Stepping into darkness

I am a list person...

My lists are full of;
  • projects 
  • end results
  • things to do
  • I like to do
  • I want to know what end result is required and I want to get on with it.

I do not like planning meetings, I don't want to go through the process step by step! I just want to get to the end result, I can do it if I know where I'm headed, I will get it done, in my way, in the required time and by whatever means are available.

If I know the plan I will get it done!

But... God doesn't work like that! How frustrating. He doesn't tell me the plan, he doesn't let me in on the end result, He doesn't tell me where I'm headed. What He gives me is the next step...

Sometimes this 'next' step doesn't relate any other step I've taken, there seems to be no reason for it and sometimes it looks entirely pointless, but it is all He is showing me and I can't see why... Frustrating!

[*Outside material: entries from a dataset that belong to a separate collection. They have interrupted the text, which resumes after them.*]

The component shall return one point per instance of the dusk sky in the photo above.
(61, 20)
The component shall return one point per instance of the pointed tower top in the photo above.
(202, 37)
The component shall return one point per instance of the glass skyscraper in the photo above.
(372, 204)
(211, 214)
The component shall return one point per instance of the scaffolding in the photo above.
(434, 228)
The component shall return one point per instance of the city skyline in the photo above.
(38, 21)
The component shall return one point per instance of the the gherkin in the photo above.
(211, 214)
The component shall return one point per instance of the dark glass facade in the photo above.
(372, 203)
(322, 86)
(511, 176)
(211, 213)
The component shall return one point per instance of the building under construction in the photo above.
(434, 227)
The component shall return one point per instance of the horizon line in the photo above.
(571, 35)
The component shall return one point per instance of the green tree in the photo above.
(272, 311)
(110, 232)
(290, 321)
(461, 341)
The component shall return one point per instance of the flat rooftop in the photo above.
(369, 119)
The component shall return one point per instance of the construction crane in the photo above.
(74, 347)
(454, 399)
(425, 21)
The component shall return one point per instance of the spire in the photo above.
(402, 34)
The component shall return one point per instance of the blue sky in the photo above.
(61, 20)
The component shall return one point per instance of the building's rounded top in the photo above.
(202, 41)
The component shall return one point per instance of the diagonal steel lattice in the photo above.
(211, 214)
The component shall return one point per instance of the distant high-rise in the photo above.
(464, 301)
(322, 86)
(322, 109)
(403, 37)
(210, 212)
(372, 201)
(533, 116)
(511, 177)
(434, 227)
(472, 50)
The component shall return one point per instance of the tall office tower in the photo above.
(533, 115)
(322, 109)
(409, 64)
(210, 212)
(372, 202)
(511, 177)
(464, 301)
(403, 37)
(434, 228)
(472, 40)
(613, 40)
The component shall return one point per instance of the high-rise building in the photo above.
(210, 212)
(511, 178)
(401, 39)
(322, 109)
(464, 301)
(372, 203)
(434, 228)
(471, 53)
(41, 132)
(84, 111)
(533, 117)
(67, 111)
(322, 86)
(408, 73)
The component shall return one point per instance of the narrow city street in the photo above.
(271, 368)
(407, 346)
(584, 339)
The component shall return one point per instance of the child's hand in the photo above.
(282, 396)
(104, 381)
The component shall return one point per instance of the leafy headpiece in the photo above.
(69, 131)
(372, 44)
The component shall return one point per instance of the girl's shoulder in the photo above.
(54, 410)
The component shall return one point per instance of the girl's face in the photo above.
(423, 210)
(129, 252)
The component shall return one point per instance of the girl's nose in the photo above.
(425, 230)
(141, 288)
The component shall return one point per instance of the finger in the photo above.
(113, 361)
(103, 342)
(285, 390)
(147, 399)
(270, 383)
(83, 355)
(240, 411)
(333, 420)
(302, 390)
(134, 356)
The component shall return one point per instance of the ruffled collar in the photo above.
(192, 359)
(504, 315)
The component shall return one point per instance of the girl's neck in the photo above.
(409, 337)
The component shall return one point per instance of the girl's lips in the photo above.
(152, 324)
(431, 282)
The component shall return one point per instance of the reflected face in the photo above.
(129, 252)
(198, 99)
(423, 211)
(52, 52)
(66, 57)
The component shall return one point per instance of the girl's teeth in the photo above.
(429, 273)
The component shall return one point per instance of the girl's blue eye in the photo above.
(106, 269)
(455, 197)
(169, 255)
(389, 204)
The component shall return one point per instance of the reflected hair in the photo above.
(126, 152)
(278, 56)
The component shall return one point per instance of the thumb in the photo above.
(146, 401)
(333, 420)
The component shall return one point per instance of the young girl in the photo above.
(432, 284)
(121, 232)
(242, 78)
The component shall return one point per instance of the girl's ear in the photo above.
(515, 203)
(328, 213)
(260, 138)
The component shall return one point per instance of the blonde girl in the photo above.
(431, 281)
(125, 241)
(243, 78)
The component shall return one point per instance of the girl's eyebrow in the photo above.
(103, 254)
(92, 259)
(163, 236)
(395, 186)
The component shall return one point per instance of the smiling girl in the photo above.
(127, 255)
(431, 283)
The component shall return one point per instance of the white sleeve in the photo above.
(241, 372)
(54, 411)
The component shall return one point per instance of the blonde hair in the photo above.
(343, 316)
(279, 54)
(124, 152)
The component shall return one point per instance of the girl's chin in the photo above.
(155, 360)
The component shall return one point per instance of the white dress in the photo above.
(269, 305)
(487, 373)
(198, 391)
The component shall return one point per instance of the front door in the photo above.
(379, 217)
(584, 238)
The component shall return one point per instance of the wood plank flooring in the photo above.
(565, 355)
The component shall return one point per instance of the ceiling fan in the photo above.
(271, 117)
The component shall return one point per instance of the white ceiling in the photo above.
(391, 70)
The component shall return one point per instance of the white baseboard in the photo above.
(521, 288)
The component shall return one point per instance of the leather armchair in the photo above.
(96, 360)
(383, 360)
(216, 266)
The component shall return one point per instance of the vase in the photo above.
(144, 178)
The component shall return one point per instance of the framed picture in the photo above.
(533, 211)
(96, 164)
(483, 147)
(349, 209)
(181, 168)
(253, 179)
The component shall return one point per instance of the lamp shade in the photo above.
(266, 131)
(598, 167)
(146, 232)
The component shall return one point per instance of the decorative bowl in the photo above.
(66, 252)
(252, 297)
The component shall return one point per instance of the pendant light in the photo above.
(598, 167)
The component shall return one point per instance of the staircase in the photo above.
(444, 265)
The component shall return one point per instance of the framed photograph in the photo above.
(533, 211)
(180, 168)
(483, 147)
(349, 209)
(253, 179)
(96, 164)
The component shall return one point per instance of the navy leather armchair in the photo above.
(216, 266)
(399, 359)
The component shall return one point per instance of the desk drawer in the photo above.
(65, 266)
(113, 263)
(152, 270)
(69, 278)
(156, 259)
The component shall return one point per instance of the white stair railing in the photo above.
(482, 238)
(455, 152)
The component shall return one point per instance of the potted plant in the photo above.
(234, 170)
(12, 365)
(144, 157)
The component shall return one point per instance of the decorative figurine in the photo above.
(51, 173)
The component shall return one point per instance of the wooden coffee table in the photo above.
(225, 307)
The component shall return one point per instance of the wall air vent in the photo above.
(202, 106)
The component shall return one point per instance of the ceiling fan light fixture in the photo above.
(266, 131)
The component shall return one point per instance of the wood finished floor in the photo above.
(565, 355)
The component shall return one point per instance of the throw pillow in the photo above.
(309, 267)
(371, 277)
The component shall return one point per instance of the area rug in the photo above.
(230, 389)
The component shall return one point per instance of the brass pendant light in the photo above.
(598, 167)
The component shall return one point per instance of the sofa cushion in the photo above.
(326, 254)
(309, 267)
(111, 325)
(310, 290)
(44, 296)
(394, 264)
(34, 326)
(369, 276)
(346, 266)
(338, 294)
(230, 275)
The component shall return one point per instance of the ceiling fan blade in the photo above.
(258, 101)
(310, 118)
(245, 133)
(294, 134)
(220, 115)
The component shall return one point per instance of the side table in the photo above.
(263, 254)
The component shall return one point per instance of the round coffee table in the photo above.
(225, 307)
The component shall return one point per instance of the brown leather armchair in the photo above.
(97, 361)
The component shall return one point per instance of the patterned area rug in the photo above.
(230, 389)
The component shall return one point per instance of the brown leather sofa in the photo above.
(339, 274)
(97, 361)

And like Peter, in Matthew 16:22,  I find myself taking God aside and having a word... Why this way? We don't need to do this, there doesn't seem to be a reason, I won't have it!!!

And yet, If I don't submit to this step, how can I take the steps that follow which will, I know from previous dark steps, lead to the end result, the reasoning behind the step.

By not listening to God and submitting to his lead onto each step I become my own stumbling block. I am not focusing on God and His eternal plan, I am focused on what makes sense here on earth, now in this world.

Peter wanted to stop Jesus from submitting to the next step because it seemed senseless, only now as we have a view of the whole plan can we see the necessity of taking such a difficult and seemingly pointless step.

If God is pointing to a step then He knows what He's doing. I know that as I take this one step, He will show me the next one and at some point I will look back and see a whole flight of steps.